In organising a securities issuance, the company’s management must consider its multifaceted nature. The legal aspects of the issuance encompass a variety of requirements, including those mandated by the Commercial Law of Latvia, the Latvian Financial Instruments Market Law, stock exchange regulations, applicable European Union regulations, and specific prohibitions outlined in the Latvian Criminal Law. As a result, the responsibilities and obligations of the company's management are extensive and require diligent attention.
General requirements, duties and responsibilities
The management board of a company serves as its executive body and is generally responsible for management and representation of the company. Under Latvian law, management board members are expected to act as “diligent and prudent managers”. According to established Latvian case law, the characteristics of a “diligent and prudent manager” encompass various objective obligations, including adhering to relevant laws, the company’s articles of association, and the decisions of the general meeting, as well as loyalty, avoidance of conflicts of interest, and making economically sound decisions based on reliable information.

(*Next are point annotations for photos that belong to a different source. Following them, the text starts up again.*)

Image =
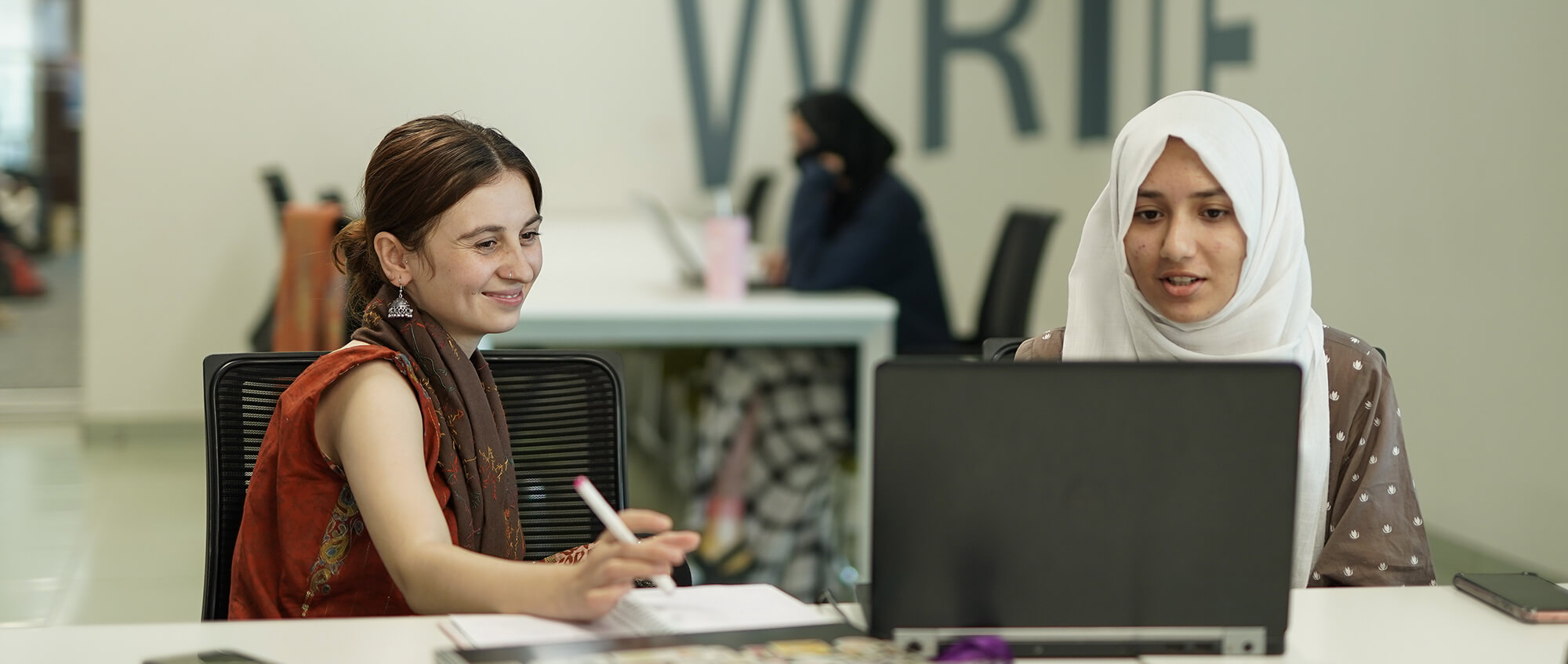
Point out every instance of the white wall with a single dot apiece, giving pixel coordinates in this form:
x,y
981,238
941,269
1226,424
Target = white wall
x,y
1426,136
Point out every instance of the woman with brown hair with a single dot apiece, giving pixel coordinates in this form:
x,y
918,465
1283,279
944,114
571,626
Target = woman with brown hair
x,y
383,484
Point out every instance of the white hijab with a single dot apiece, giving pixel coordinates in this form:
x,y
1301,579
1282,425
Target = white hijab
x,y
1269,318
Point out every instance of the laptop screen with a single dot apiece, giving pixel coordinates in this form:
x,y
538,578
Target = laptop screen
x,y
1083,494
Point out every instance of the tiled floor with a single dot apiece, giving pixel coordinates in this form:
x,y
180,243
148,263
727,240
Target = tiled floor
x,y
109,532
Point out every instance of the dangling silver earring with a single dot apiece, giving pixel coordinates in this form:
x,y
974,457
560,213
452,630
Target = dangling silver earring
x,y
399,307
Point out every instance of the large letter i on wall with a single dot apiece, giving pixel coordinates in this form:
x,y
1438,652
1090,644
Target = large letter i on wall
x,y
942,41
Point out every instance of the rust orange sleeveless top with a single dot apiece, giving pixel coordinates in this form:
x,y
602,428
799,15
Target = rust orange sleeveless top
x,y
303,549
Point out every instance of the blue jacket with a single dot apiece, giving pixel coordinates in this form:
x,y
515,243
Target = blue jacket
x,y
884,246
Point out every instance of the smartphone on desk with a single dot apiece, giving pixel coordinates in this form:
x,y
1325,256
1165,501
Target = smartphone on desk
x,y
209,657
1523,596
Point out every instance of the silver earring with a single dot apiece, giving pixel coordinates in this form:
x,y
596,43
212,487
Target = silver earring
x,y
399,307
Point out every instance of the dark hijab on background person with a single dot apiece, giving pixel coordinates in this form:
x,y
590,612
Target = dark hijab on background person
x,y
844,129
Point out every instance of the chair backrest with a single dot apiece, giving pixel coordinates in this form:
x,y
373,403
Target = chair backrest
x,y
1011,288
757,196
565,411
1001,348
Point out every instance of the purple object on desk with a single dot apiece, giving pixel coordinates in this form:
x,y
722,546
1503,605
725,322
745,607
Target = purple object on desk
x,y
978,649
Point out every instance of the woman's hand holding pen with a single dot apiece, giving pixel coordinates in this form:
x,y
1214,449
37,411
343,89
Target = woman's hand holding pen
x,y
597,583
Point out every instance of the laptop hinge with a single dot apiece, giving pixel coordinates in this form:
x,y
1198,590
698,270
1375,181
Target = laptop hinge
x,y
1095,641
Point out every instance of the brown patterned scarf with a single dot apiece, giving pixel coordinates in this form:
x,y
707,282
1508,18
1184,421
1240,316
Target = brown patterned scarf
x,y
476,448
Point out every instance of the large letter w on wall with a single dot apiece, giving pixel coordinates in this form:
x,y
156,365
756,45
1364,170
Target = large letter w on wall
x,y
942,41
716,133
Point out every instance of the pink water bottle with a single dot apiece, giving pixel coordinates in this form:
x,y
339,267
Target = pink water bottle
x,y
725,245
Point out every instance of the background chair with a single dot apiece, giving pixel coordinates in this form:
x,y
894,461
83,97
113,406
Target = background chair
x,y
757,196
1001,348
1011,287
565,412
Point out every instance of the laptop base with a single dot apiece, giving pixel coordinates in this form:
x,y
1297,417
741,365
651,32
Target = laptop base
x,y
1098,641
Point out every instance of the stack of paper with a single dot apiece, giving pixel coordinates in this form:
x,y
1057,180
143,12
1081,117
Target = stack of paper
x,y
647,613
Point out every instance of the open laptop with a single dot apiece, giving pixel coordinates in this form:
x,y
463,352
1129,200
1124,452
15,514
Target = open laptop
x,y
688,249
1084,510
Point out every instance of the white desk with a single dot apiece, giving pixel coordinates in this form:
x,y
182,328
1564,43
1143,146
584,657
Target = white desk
x,y
612,281
1426,626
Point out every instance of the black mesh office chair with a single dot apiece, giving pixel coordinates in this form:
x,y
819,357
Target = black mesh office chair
x,y
757,196
1011,287
565,411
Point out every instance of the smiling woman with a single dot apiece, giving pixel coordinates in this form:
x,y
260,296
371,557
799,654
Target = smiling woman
x,y
383,483
1196,251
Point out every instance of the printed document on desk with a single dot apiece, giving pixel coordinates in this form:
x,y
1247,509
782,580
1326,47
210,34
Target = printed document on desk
x,y
647,611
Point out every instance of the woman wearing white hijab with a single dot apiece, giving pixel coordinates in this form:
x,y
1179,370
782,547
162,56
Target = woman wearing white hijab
x,y
1197,251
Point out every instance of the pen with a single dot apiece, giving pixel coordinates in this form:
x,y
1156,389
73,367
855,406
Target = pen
x,y
614,522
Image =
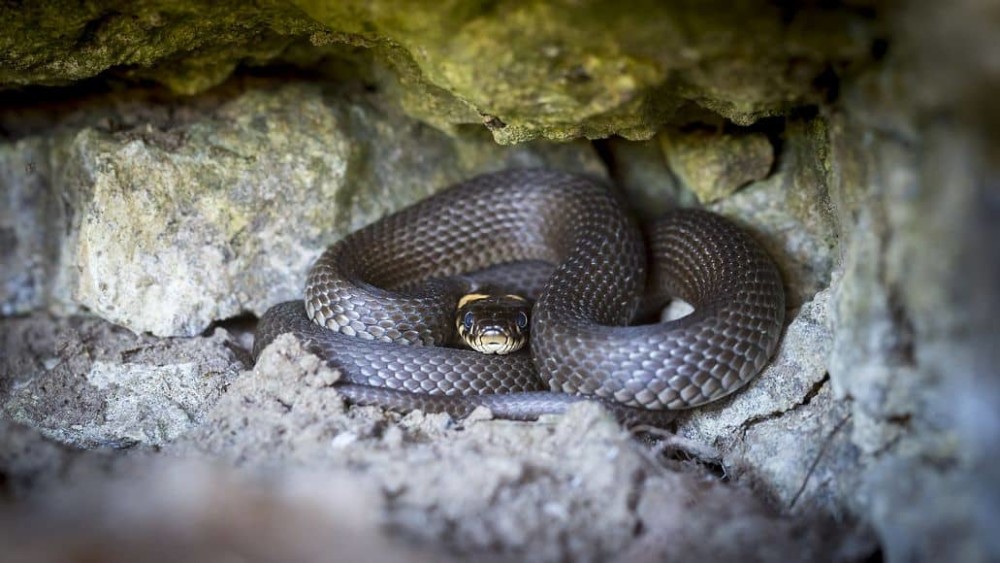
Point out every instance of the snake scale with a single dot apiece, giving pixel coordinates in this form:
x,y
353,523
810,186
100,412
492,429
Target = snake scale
x,y
397,280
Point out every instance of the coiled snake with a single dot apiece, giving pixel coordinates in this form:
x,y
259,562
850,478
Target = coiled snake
x,y
392,283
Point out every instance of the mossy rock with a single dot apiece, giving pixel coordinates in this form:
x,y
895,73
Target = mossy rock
x,y
558,70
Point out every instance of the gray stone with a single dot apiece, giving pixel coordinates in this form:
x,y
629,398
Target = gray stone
x,y
87,383
171,228
715,165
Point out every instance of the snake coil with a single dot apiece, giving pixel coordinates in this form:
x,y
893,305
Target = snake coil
x,y
393,283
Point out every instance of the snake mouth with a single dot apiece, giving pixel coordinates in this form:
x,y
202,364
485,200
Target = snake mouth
x,y
492,324
494,341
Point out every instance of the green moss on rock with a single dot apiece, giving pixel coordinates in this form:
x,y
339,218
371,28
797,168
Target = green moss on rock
x,y
558,70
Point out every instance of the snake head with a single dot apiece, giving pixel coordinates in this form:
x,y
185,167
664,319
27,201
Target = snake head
x,y
493,324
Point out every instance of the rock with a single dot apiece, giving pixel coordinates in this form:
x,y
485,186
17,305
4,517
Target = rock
x,y
226,212
714,166
578,477
553,70
197,511
87,383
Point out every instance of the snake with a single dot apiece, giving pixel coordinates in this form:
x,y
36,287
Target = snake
x,y
379,305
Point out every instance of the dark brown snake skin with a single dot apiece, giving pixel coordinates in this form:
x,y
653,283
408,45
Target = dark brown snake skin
x,y
364,292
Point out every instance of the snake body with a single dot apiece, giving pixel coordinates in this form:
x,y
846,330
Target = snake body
x,y
397,282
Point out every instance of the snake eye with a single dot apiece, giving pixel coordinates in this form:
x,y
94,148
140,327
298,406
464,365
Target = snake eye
x,y
522,319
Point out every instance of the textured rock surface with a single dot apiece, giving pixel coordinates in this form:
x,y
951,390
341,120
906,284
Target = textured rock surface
x,y
524,69
881,406
88,383
173,226
713,165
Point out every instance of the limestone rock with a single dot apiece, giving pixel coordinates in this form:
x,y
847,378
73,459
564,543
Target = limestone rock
x,y
558,70
87,383
167,228
714,166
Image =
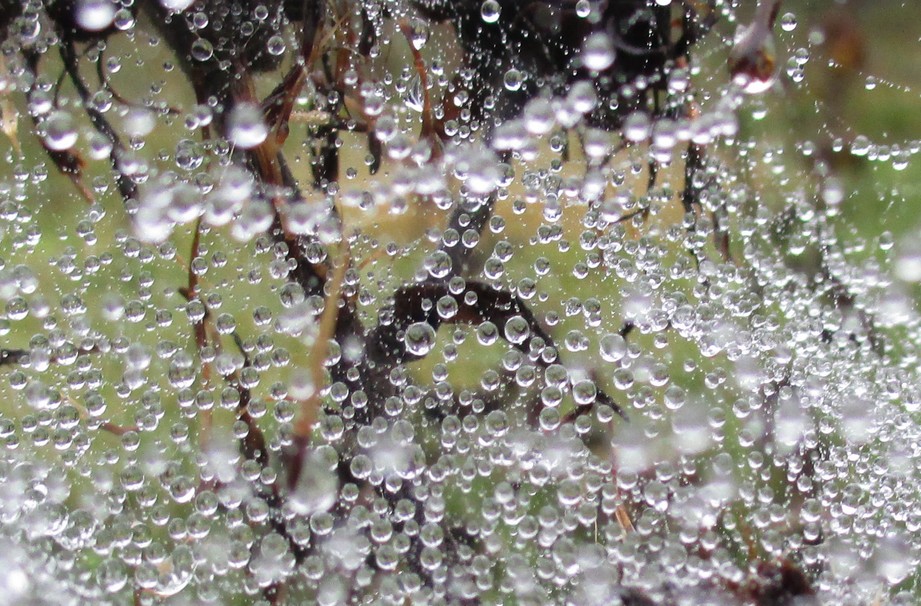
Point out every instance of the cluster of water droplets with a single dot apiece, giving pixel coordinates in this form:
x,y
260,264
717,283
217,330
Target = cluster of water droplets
x,y
688,394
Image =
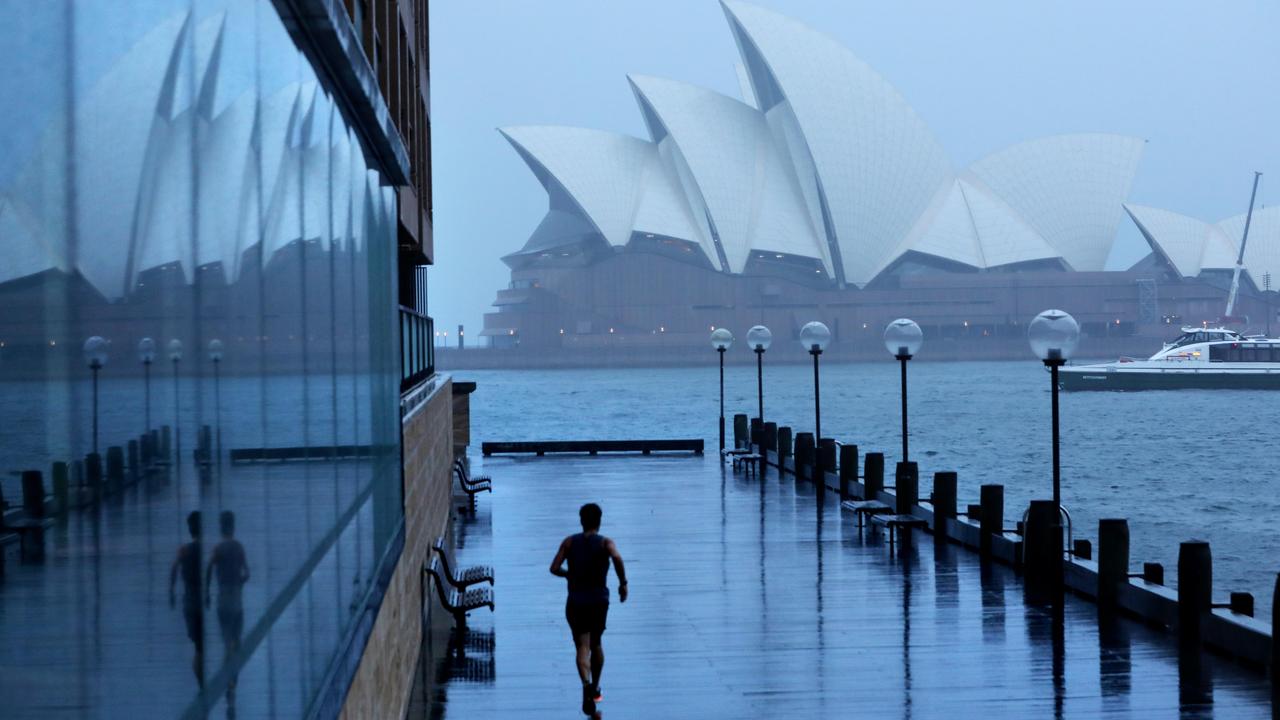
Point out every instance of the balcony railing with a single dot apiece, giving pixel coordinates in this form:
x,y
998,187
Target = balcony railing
x,y
417,351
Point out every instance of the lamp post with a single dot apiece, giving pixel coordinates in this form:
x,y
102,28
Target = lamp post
x,y
814,337
176,356
759,340
215,356
146,355
722,340
903,337
95,354
1052,336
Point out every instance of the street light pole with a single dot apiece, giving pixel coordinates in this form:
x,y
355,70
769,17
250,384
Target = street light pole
x,y
721,351
1054,364
901,360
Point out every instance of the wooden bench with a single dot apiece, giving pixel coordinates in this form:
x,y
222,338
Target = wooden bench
x,y
895,523
458,602
750,461
864,509
469,577
471,486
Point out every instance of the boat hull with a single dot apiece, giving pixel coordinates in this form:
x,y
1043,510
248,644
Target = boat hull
x,y
1138,379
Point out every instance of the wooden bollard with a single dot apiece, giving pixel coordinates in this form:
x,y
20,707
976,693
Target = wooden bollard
x,y
133,461
62,488
826,459
848,468
873,474
1112,559
114,468
33,493
906,481
992,516
1275,642
944,500
1194,588
94,475
805,455
1043,545
771,437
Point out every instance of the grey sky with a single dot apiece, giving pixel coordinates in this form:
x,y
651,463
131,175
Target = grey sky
x,y
1197,80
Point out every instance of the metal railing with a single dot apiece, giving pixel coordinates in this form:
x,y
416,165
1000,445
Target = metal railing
x,y
417,347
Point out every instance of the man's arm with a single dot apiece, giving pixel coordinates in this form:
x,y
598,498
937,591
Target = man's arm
x,y
618,568
558,564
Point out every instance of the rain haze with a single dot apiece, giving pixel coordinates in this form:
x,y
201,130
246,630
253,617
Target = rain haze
x,y
1189,77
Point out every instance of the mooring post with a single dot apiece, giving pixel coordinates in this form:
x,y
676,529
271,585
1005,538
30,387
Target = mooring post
x,y
992,516
62,490
1112,559
945,483
826,460
94,475
167,445
805,452
1043,545
1275,643
114,468
33,493
906,481
848,468
873,474
1194,588
133,461
771,437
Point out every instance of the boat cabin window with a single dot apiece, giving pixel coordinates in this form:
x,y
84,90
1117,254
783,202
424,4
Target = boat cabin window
x,y
1244,352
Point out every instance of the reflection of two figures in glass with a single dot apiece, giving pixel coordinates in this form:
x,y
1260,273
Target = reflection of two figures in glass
x,y
228,564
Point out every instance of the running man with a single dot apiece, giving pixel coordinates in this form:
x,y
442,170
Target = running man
x,y
187,564
588,554
231,568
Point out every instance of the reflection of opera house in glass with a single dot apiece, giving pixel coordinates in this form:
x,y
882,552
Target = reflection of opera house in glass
x,y
823,195
227,452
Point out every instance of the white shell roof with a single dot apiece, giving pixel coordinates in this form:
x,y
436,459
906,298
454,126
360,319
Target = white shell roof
x,y
743,177
878,163
1069,188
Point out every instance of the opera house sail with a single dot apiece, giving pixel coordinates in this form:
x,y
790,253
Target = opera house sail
x,y
821,188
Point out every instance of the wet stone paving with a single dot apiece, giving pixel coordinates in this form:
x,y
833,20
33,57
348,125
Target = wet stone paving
x,y
753,598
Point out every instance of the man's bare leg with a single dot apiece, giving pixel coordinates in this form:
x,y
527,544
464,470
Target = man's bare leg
x,y
597,666
583,643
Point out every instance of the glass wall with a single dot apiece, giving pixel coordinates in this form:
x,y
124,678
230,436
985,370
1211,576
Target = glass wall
x,y
197,356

It is, therefore, the role of the management board members, as the issuer's executive representatives, to assume primary responsibility for undertaking all necessary actions in the issuance of company’s securities. Under applicable European Union law, this includes the obligation to disclose in the prospectus all relevant information about the company, including its assets, liabilities, profits, losses, and financial position, thereby enabling investors to make informed investment decisions.
Should any infringements arise, management board members may be held accountable for negligence, even in cases of slight negligence. Furthermore, members of the management board are jointly and severally liable for the damages they have caused to the company. Namely, every management board member will be deemed to be jointly liable for the loss with the other management board members, unless this person proves that he or she has acted as a diligent and prudent manager.
Therefore, in the event of a damages claim, the management board member bears the burden of proof to demonstrate that their conduct was free from even slight negligence and to disprove any allegations of illegality. To assess whether a member of the management board has incurred liability, it is essential first to establish whether the company has suffered damages, which must be a direct outcome of the management board member’s actions (or inactions). A causal link must be established to correlate the management board member’s conduct with the damages incurred. Thus, for the burden of proof to shift to the management board member, the claimant must substantiate the existence of damages to the company.
Specific requirements for issuers, civil and criminal liability
In accordance with the Latvian Financial Instruments Market Law, the prospectus shall be approved by the issuer’s shareholders’ meeting or by an authorised administrative body (i.e. the management board) or its official (i.e. a member of the management board). Responsibility for the content of the prospectus lies with the issuer’s administrative body (i.e. the management board).
The prospectus must clearly identify the individuals (including their names and positions) responsible for the accuracy of the information contained within it. The prospectus shall also include a responsibility statement by such person stipulating that, according to the information available to this person, the information included in the prospectus conforms to actual circumstances, and also that no facts have been concealed which may affect the meaning of the information included in the prospectus.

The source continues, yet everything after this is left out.